As if she knew what he'd asked, Betsy said, “He has to promise he won't turn them in to Social Services without talking to me first.”

“She wants you to leave them in her hands.”

“Adam, you know I can't…”

“Right.” I looked up at Betsy, and gave her a nod. “He says you got it.”

Betsy's cunning far outstripped her intellect. Her eyes narrowed suspiciously. “I want it in writing.”

“Sure. Sure. He'll have everything by tonight.”

“What?” said Peter into my ear. “What are you promising her, Adam?”

 

I held Betsy's gaze as I rattled the address of the warehouse into the phone.

“Good,” said Peter, taking it down. “What's your plan?”

“We've got a lead into the place. Drew is set to meet somebody at a rave.”

“Nancy might have a surveillance team at her disposal,” he said excitedly. “Where can we meet you?”

I put my finger over the receiver. “You want him to come here?”

“I don't want him knowing our location.”

“You've got to be kidding me.”

She lit a cigarette and exhaled before saying, “He's your friend, not mine.”

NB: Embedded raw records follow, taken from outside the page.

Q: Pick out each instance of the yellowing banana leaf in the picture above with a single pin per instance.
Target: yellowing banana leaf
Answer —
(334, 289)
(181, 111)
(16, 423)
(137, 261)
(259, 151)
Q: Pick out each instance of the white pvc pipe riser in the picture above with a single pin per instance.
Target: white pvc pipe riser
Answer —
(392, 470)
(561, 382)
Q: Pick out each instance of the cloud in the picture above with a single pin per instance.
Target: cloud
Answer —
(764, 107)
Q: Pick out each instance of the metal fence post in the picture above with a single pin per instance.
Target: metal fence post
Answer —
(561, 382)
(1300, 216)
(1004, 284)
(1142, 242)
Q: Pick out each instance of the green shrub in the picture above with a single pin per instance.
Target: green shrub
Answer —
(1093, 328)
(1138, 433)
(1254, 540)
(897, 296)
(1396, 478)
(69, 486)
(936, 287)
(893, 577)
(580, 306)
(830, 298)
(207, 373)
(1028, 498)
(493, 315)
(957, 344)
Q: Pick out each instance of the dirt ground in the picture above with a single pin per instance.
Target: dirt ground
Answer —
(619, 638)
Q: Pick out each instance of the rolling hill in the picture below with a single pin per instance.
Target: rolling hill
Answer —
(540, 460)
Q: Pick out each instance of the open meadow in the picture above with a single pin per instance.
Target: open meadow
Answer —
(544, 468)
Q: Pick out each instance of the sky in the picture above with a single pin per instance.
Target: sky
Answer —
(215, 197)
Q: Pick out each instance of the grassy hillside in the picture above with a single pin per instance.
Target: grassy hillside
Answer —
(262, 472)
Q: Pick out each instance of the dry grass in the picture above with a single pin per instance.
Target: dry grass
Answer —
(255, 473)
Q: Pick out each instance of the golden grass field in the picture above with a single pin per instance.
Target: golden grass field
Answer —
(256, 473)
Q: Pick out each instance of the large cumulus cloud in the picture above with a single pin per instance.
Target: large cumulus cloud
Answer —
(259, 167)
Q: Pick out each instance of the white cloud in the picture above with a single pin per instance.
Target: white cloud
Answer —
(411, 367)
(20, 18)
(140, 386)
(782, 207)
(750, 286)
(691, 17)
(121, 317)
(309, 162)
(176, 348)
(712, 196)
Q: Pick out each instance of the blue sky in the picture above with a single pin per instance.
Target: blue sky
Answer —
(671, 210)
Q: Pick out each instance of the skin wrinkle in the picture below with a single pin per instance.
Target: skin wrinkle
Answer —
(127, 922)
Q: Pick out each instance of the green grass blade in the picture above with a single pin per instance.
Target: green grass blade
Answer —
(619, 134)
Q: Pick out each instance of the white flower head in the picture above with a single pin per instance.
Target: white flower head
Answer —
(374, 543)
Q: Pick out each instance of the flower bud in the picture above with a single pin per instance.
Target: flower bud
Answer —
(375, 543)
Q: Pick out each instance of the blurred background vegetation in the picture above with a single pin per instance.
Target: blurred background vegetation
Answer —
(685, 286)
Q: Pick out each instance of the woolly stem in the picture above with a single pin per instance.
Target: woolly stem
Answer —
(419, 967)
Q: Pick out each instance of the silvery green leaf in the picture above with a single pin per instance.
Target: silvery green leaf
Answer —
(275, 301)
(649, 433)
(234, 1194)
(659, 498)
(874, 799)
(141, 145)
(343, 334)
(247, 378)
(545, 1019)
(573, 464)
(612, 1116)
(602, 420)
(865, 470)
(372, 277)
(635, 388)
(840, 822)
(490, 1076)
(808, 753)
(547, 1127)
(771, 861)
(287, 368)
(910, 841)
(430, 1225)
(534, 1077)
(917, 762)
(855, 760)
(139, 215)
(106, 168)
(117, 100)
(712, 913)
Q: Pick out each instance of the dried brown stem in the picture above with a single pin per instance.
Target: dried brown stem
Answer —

She had a point. “Peter,” I said. “I'll pick you up at your place and lead you to a meet location.” Betsy crossed her arms and nodded.

He sighed. “Fine. Hold on.” He moved the phone away from his mouth then, and I could hear his voice, quick, terse, and low, talking to someone else. Then he came back on the line.

“Okay. Nancy is getting her team together. We'll meet up at my place. I'll call and confirm with you at sunset.”

“You got it.” I disconnected and looked up to see Caballo watching me from across the table.

“So I finally get to meet the hottie boyfriend?”

“What is your problem?”

“Me? I got no problem, dog. You're the one's got a problem.” He grinned wolfishly, and his gaze went from me to where Betsy was feeding Frank across the room. “You the one hates hisself.”

“I don't need psychoanalysis from some whore gangbanger,” I said, standing and going to the door that led to the roof access stairs. “I'm going up top.”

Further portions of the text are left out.